Theodore Zeldin, profesor de
historia en la Universidad
de Oxford, ha publicado un libro titulado An
Intimate History of Humanity en cuyo capítulo octavo desarrolla el tema del
poder, por un lado, y la autoridad en el contexto del respeto, por otro. Nos
recuerda que la primera manifestación teológica se ubica en la antigua Sumeria
en donde reyes y sacerdotes le decían a la gente que debían trabajar sin
desmayo en condiciones infrahumanas bajo la coacción de gobernantes “para que
los dioses pudieran descansar” y, desde luego, esos reyes y sacerdotes eran los
representantes de los dioses en la tierra quienes usufructuaban de semejante
patraña.
Señala este autor que durante la
mayor parte de la historia de la humanidad, salvo cortos períodos de
sublevación, la gente ha sido sumisa al
poder desenfrenado de una casta de gobernantes y sus socios privilegiados
quienes han vivido a expensas de la población a la que tenían (y tienen)
sumergida, todo en nombre de “la autoridad” y ahora observa con beneplácito que
los políticos que se han ubicado en el lugar de los reyes son los menos
respetados.
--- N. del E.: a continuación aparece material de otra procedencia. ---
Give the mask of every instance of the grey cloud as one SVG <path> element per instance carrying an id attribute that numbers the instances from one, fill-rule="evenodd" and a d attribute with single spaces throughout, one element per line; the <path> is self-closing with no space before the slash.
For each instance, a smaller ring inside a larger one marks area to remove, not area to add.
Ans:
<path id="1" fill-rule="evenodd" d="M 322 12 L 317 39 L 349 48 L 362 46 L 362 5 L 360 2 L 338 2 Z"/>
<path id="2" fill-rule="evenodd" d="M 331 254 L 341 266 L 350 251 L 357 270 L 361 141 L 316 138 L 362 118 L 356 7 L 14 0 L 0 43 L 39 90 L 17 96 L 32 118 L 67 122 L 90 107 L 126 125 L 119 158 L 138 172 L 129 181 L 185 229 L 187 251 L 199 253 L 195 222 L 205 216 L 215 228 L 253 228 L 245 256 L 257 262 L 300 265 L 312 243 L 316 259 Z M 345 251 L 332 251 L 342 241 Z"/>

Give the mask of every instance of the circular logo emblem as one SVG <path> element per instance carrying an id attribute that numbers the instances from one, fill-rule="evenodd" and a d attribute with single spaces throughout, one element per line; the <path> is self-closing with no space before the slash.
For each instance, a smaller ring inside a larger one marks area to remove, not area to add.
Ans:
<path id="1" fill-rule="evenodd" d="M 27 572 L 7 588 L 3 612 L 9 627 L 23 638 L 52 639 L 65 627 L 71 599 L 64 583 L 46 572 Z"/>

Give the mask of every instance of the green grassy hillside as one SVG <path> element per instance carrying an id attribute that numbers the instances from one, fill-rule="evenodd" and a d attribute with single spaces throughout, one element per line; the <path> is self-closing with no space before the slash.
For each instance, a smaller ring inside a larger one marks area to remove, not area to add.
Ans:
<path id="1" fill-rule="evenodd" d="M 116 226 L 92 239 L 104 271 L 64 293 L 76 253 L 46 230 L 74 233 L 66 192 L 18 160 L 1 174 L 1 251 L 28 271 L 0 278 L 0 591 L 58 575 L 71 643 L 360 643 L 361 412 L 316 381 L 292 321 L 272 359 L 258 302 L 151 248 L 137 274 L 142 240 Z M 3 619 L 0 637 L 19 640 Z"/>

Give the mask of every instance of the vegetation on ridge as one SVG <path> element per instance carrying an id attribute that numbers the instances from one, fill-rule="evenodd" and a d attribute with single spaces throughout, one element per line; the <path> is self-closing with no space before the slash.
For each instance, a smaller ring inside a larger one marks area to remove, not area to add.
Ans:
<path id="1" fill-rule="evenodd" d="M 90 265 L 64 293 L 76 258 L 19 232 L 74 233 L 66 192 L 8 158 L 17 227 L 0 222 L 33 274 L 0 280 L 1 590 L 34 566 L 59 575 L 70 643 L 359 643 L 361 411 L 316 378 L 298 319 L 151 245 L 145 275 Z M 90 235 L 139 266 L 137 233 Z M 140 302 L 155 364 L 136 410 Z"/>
En este sentido decimos nosotros que es pertinente tener en cuenta
que una reciente encuesta de Latinobarómetro
coloca a los políticos como los menos confiables de todas las profesiones públicas
posibles y ubican a los bomberos como los de mayor prestigio.
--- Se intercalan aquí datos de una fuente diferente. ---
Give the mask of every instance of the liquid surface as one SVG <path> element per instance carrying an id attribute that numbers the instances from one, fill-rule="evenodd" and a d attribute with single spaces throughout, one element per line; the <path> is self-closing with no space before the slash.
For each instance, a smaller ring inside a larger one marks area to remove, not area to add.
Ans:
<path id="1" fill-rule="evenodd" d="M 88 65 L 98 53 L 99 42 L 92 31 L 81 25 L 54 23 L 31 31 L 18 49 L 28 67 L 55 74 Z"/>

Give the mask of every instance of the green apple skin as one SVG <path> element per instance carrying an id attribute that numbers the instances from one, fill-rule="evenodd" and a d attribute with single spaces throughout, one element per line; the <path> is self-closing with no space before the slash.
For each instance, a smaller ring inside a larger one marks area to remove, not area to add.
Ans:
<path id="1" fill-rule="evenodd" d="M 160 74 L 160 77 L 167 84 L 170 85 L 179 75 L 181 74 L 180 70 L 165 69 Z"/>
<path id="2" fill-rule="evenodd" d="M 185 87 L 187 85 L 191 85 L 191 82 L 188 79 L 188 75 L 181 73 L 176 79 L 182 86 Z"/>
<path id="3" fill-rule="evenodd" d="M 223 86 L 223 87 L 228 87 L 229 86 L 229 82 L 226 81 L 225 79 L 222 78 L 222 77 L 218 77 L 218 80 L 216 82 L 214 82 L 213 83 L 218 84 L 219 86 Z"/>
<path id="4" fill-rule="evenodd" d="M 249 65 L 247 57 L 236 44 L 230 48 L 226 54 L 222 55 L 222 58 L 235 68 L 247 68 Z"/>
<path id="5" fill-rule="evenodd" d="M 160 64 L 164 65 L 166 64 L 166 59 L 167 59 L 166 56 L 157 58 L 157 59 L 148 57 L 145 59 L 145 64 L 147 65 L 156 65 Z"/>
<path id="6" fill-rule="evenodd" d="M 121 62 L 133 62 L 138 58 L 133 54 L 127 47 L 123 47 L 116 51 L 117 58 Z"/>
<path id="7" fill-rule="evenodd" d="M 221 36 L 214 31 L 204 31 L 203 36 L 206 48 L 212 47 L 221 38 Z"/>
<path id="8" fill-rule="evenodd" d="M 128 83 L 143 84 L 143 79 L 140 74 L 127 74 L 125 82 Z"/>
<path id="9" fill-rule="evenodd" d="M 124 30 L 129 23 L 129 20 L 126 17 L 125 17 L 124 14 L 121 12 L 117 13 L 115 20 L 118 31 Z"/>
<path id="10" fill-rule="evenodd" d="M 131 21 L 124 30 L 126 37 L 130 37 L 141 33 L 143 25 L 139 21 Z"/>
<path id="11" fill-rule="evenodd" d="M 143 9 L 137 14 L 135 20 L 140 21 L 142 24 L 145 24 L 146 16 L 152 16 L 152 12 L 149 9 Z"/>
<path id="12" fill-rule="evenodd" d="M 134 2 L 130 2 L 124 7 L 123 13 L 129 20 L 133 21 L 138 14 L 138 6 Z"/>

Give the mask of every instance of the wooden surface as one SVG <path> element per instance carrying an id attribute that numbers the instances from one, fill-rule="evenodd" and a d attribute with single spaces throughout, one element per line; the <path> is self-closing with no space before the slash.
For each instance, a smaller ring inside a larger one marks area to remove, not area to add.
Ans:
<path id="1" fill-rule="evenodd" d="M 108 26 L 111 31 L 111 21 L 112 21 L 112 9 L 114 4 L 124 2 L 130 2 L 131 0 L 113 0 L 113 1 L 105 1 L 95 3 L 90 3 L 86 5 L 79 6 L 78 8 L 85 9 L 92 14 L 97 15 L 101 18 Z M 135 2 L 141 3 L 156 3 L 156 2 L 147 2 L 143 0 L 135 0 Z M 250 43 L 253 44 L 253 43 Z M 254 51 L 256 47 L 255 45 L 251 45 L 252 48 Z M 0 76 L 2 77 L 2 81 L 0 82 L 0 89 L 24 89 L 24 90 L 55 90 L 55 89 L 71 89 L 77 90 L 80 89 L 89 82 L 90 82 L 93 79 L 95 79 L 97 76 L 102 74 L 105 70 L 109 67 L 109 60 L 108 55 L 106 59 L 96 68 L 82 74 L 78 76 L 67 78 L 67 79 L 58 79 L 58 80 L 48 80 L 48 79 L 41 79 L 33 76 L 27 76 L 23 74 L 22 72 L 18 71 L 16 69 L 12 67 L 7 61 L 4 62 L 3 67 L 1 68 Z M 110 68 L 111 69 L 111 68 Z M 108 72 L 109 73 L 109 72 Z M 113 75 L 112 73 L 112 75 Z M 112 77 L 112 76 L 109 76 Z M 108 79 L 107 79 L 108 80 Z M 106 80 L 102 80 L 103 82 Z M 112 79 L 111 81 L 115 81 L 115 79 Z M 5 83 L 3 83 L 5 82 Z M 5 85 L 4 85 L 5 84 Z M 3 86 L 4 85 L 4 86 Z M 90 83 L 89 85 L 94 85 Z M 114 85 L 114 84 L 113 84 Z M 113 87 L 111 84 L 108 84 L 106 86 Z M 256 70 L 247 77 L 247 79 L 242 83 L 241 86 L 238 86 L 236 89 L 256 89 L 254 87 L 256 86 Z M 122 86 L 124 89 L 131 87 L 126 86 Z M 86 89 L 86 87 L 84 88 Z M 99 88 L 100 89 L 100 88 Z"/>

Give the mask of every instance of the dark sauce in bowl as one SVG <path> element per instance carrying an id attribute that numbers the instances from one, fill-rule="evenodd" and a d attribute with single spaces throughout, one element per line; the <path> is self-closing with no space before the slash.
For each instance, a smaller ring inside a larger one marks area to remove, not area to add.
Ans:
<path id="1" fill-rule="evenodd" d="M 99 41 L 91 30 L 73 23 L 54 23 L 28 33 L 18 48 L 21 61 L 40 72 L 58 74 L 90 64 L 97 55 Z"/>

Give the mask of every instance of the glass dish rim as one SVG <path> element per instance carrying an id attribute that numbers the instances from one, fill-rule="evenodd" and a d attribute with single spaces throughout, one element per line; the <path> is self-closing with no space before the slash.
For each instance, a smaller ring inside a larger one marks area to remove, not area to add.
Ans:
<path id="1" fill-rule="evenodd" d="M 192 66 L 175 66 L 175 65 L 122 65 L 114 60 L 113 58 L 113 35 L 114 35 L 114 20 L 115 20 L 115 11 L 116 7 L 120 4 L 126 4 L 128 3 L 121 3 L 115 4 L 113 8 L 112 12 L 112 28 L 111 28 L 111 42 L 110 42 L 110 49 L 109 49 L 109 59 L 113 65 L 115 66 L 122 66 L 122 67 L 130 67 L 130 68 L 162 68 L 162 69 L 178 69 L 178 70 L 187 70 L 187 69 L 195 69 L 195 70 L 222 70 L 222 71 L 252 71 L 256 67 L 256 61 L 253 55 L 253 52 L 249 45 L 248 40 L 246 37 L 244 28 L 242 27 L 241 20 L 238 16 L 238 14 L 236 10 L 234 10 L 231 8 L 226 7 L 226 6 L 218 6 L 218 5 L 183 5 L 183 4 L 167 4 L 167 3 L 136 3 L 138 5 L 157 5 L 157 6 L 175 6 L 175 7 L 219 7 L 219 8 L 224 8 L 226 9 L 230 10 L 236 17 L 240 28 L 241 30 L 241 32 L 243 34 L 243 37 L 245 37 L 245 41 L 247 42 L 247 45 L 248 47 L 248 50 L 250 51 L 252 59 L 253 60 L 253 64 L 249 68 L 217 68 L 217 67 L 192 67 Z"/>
Escribe Zeldin que “Dos mundo
existen lado a lado. En uno la lucha por el poder continúa como ha sido
siempre. En el otro, no es el poder lo que cuenta sino el respeto. El poder ya
no significa que se le tenga respeto. Incluso el hombre más poderoso del mundo,
el Presidente de los Estados Unidos, no es suficientemente poderoso como para
concitar el respeto generalizado; tiene menos respeto que la Madre Teresa a quien nadie está
obligado a obedecer”.
Sigue diciendo que “Los gobiernos
modernos que siempre intentan controlar más aspectos de las vidas de las
personas que los reyes intentaron jamás, son constantemente humillados porque
sus leyes raramente logran lo que se proponen y son evadidas y burladas […]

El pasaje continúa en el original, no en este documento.